If you stay in the same brand or geographical area this behavior does catch up to you... But I am still amazed some people could get jobs... About half the jobs I worked came and recruited me for having a good reputation...
The other side of this coin is the employer... Do they encourage a culture of quality and ethical work? I passed on many job offers because of the dealer's reputation... techs tend to move around a lot. I refused a nice sounding offer from a Chrysler dealer back in the later 90s, because they had a internal issue where some techs would "bug" finished cars to make other techs lose time or look bad. The reputation was bad enough other dealers wouldn't hire anybody out of that shop...
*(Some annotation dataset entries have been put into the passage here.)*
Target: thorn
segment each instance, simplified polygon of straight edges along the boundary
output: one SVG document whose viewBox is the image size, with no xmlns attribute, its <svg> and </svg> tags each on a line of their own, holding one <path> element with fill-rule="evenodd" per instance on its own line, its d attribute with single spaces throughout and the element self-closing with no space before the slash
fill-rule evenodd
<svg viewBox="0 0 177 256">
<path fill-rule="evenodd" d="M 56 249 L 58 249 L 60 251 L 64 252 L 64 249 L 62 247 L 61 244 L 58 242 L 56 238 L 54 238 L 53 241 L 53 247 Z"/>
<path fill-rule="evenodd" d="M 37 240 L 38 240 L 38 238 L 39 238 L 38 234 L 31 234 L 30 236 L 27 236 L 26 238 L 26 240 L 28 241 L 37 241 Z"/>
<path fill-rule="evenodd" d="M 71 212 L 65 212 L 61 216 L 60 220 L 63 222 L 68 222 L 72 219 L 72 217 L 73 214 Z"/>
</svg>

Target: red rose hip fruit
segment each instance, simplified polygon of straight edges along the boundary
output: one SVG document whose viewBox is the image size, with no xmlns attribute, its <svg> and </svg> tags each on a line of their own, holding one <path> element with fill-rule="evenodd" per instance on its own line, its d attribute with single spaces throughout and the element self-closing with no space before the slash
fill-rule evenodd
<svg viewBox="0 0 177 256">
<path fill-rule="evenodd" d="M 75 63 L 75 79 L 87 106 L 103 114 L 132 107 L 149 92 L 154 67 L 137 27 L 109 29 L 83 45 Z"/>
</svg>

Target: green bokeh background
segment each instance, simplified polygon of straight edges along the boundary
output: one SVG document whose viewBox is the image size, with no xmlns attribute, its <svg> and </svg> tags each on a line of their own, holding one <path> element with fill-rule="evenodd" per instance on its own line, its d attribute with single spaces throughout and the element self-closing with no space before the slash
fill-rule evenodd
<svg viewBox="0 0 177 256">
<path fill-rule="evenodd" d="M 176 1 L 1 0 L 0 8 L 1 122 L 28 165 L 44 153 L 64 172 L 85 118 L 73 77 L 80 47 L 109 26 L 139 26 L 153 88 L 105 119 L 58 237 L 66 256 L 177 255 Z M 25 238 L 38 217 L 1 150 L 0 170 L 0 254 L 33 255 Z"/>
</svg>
Knew another Dodge dealer about the same time offered me a "lead tech" job at a really high flat rate... their brand of "carrot or stick" was a monthly damage bonus...$500 to be split 5 ways... they then charged every complaint to that account and you wound up negative dollars every month. I refused it because they were going to pool the labor hours for the team, but not let me hire and fire... they were known for giving each team a couple cheap members from the street and not enough lifts to really produce.
Cant tell you the number of times I saw pay plans changed because someone figured out how to make more money from them. Commission structures directly relate to profits, but that's not how ownership sees it. Saw lots get fired for making more than their bosses too.
Building a business right requires good help. You cant hold onto good help if you don't pay them right and treat them right. Managers who only watch numbers need to be replaced, unfortunately many owners only watch the numbers too.